Beyond real-time detection, financial institutions should also make better use of the troves of data they already have at their disposal.
“I had a purchase that was blocked by my bank, and I got a fraud alert, and it was me making the purchase,” Sando said. “I was buying parking for a concert at Soldier Field at the exact same parking facility I have purchased parking three times in the recent past. I wasn’t even doing it at a weird time, and they blocked it.”
“Part of me is thinking, you’re collecting all this data and for what?” she said. “Are you even using it?

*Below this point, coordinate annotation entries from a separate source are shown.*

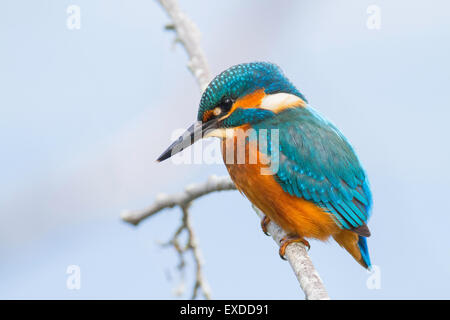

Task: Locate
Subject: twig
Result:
[157,0,210,91]
[121,0,329,300]
[120,176,236,225]
[122,176,329,300]
[163,203,211,299]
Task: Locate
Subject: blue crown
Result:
[198,62,306,120]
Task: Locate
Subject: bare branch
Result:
[121,0,329,299]
[253,206,330,300]
[120,176,236,225]
[163,203,211,300]
[157,0,210,91]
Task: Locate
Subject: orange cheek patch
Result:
[203,110,214,122]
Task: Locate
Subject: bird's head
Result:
[158,62,306,161]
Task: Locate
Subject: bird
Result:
[157,62,372,269]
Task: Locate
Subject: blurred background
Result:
[0,0,450,299]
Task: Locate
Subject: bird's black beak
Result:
[156,119,219,162]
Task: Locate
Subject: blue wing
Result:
[256,107,372,236]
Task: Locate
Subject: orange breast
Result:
[222,132,339,240]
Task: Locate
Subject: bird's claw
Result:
[261,216,270,236]
[278,237,311,260]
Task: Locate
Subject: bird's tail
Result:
[333,230,371,269]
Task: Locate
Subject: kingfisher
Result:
[157,62,372,269]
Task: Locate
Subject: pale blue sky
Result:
[0,0,450,299]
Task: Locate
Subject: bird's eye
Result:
[221,97,233,112]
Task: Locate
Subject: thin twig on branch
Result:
[157,0,210,91]
[121,0,329,300]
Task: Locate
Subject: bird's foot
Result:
[261,216,270,236]
[278,236,311,260]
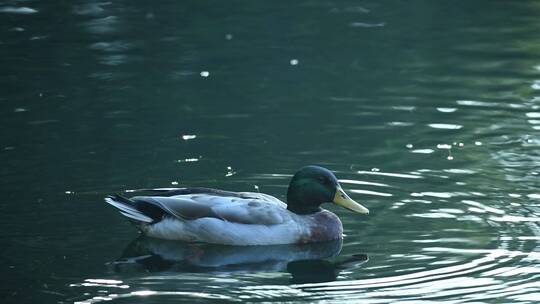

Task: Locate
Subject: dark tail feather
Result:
[105,194,154,224]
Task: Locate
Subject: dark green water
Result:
[0,0,540,303]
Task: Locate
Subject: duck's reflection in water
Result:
[109,236,367,284]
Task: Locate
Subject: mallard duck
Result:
[105,166,369,245]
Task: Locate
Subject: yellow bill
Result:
[333,186,369,214]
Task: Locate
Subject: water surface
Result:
[0,0,540,303]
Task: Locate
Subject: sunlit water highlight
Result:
[0,1,540,303]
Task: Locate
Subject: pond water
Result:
[0,0,540,303]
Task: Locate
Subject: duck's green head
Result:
[287,166,369,214]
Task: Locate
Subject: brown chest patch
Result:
[298,210,343,243]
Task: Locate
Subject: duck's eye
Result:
[318,176,330,185]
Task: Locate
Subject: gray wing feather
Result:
[132,192,289,225]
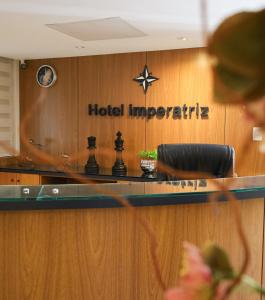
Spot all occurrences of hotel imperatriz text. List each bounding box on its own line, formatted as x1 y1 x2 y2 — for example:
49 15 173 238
88 103 209 120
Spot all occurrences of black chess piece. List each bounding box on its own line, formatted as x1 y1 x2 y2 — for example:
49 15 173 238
85 136 99 174
112 131 127 176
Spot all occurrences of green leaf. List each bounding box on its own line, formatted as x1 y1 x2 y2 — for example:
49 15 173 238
241 275 265 295
202 243 234 281
208 10 265 102
138 149 157 160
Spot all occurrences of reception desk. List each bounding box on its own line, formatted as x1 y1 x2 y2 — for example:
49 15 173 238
0 176 265 300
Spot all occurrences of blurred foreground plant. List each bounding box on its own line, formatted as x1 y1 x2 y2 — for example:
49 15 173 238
165 242 265 300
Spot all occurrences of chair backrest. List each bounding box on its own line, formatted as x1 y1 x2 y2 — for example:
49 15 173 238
157 144 235 180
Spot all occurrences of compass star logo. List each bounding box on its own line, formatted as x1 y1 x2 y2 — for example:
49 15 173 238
133 65 159 94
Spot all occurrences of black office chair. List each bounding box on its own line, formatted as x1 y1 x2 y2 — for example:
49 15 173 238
157 144 235 180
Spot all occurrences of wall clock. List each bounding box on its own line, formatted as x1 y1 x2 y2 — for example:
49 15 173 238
36 65 57 88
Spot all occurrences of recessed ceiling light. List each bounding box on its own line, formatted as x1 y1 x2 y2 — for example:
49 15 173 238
177 36 187 41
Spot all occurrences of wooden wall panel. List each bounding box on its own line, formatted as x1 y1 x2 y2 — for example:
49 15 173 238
20 49 265 176
146 49 225 148
0 199 264 300
79 53 146 169
225 105 265 176
20 58 78 162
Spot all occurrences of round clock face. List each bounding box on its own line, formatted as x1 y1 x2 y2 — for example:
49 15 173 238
36 65 57 88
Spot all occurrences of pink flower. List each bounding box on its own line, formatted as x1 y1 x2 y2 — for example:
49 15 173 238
165 242 212 300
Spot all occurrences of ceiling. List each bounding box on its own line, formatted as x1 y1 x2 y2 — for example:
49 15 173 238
0 0 265 59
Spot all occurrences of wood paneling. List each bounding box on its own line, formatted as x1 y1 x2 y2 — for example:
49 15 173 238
225 105 265 176
20 49 265 175
0 173 17 185
0 199 264 300
20 58 78 162
79 53 146 169
146 49 225 148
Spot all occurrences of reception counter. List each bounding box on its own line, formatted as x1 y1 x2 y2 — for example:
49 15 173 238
0 176 265 210
0 176 265 300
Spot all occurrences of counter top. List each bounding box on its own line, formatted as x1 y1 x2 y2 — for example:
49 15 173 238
0 164 158 182
0 176 265 210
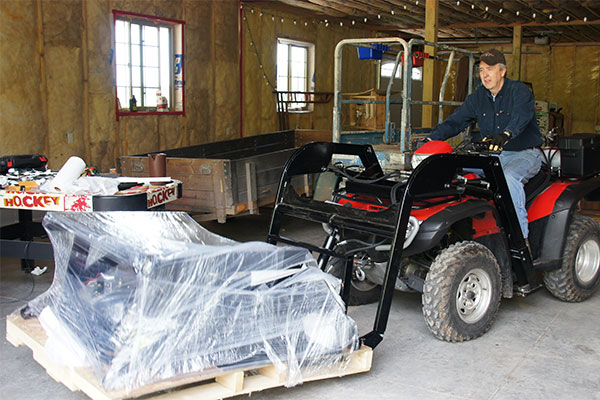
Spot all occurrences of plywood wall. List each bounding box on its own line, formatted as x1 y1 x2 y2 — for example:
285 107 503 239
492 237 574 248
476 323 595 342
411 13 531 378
440 43 600 135
0 0 240 170
242 7 377 136
0 0 600 170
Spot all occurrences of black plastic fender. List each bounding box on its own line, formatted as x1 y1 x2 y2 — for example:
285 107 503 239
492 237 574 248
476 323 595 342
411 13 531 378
537 175 600 270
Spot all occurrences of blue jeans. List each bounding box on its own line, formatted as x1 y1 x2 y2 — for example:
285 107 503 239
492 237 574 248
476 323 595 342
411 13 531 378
500 149 542 238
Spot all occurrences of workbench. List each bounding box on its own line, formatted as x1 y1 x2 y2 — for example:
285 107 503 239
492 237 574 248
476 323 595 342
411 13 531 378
0 180 182 271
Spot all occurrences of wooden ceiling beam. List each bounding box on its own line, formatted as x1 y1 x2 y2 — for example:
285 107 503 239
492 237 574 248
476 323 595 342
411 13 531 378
270 0 346 18
308 0 359 17
420 19 600 29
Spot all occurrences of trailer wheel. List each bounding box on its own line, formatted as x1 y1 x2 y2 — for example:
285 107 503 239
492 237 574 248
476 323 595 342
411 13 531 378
325 243 381 306
422 241 502 342
544 215 600 302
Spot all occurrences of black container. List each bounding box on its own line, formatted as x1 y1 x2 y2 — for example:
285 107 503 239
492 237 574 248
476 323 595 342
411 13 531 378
558 133 600 178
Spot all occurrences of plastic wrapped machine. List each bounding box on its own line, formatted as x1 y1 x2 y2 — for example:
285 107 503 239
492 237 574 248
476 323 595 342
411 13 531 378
21 212 359 390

Hopefully, we’re getting to a point where financial institutions are getting the right technology in place that is going to effectively use that data, so they’re not blocking transactions that should go through and they’re catching the ones that are suspicious. But I think we’re still behind the game on that one.”
A Grand and Sweeping Statement
The financial institutions that haven’t invested in these technologies could be in tremendous jeopardy if there is a spike in scams targeting their customers or institutions. They may be forced to continuously divert resources toward fraud and scam prevention, making it hard stay afloat.
For these reasons, it is critical that institutions reevaluate their budgets.
“Long story short, financial institutions are not budgeting appropriately,” Sando said. “That is a grand and sweeping statement, and there are certainly institutions out there that are making the right investments. There is always going to be something flashier and more exciting to spend your money on, but scams have got to be a priority—plain and simple.”